Eurozone’s Falling Currency Risks Stoking Inflation

  • The falling euro could stoke hotter inflation, German Finance Minister Christian Lindner warned.
  • The European Central Bank should raise benchmark rates to prop up the currency, he added.
  • The euro is close to reaching parity with the dollar for the first time in 20 years.

German Finance Minister Christian Lindner warned the weak euro could worsen inflation and urged the European Central Bank to raise rates to strengthen the currency.

On Friday, the euro exchange rate with the dollar was hovering around $1.05, down about 7% year to date and 14% below year-ago levels. The euro is close to reaching parity with the dollar for the first time in 20 years as the

Federal Reserve

lifts rates while the ECB has yet to tighten. 

“Inflation risks [in Europe] emerge from the development of the external value of the euro, especially in view of central bank policy in the US,” Lindner told reporters on Friday. He added that inflation threatens “future economic development” that Europe desperately needs.

While a weaker currency can make a country’s exports more competitive, it makes imports more expensive, adding to inflationary pressures.

The ECB has kept key interest rates negative even as inflation runs at a 7.4% clip. Joachim Nagel, Germany’s central bank governor and member of the ECB’s rate-setting committee, suggested that the ECB could raise rates as high as 0.5 percentage points in July, which is above the expected 0.25-point hike. 

Lindner threw his full support behind such a move, and said he thinks “more steps will quickly follow.”

The euro launched in 1999 and traded below the dollar in the early years. But the euro rallied and eventually soared to a peak of roughly $1.58 in March 2008. 

Easy-money policies from the Federal Reserve helped keep the euro above the dollar, but that’s taking a hard turn in the other direction.
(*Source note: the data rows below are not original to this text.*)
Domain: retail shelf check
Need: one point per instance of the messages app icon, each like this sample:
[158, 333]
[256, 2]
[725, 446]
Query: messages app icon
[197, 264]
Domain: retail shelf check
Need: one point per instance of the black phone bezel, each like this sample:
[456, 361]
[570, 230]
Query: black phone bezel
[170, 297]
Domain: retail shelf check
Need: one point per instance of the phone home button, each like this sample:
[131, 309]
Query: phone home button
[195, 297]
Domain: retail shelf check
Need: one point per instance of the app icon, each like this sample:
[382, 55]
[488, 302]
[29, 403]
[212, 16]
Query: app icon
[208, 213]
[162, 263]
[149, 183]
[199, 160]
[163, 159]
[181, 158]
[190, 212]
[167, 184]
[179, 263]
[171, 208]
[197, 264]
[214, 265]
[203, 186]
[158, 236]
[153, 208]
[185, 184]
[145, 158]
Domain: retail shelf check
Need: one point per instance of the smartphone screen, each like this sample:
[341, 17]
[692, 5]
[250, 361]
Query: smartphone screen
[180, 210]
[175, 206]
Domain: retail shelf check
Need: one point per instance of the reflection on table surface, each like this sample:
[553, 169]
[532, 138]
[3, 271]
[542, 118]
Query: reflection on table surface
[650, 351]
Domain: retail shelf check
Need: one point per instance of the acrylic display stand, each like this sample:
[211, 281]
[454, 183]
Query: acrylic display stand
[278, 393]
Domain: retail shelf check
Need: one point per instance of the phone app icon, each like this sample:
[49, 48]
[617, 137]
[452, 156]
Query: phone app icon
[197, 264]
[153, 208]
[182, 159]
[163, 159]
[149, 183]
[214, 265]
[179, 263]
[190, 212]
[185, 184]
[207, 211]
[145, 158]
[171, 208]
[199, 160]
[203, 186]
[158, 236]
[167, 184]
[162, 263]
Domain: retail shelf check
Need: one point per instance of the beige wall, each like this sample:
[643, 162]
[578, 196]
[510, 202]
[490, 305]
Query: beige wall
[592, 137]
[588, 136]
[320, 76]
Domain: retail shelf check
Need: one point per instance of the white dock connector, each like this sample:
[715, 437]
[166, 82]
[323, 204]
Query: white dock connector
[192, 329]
The Fed has hiked rates by 0.75 basis points, and expectations for an aggressive cycle of continued increases have sent US bond yields surging.

That’s lifted the dollar against the euro as well as the world’s other top currencies. Russia’s war on Ukraine as well as broader market turmoil have also sent investors flocking to the safe haven of the dollar. A weakening eurozone economy is also dampening expectations for aggressive ECB rate hikes.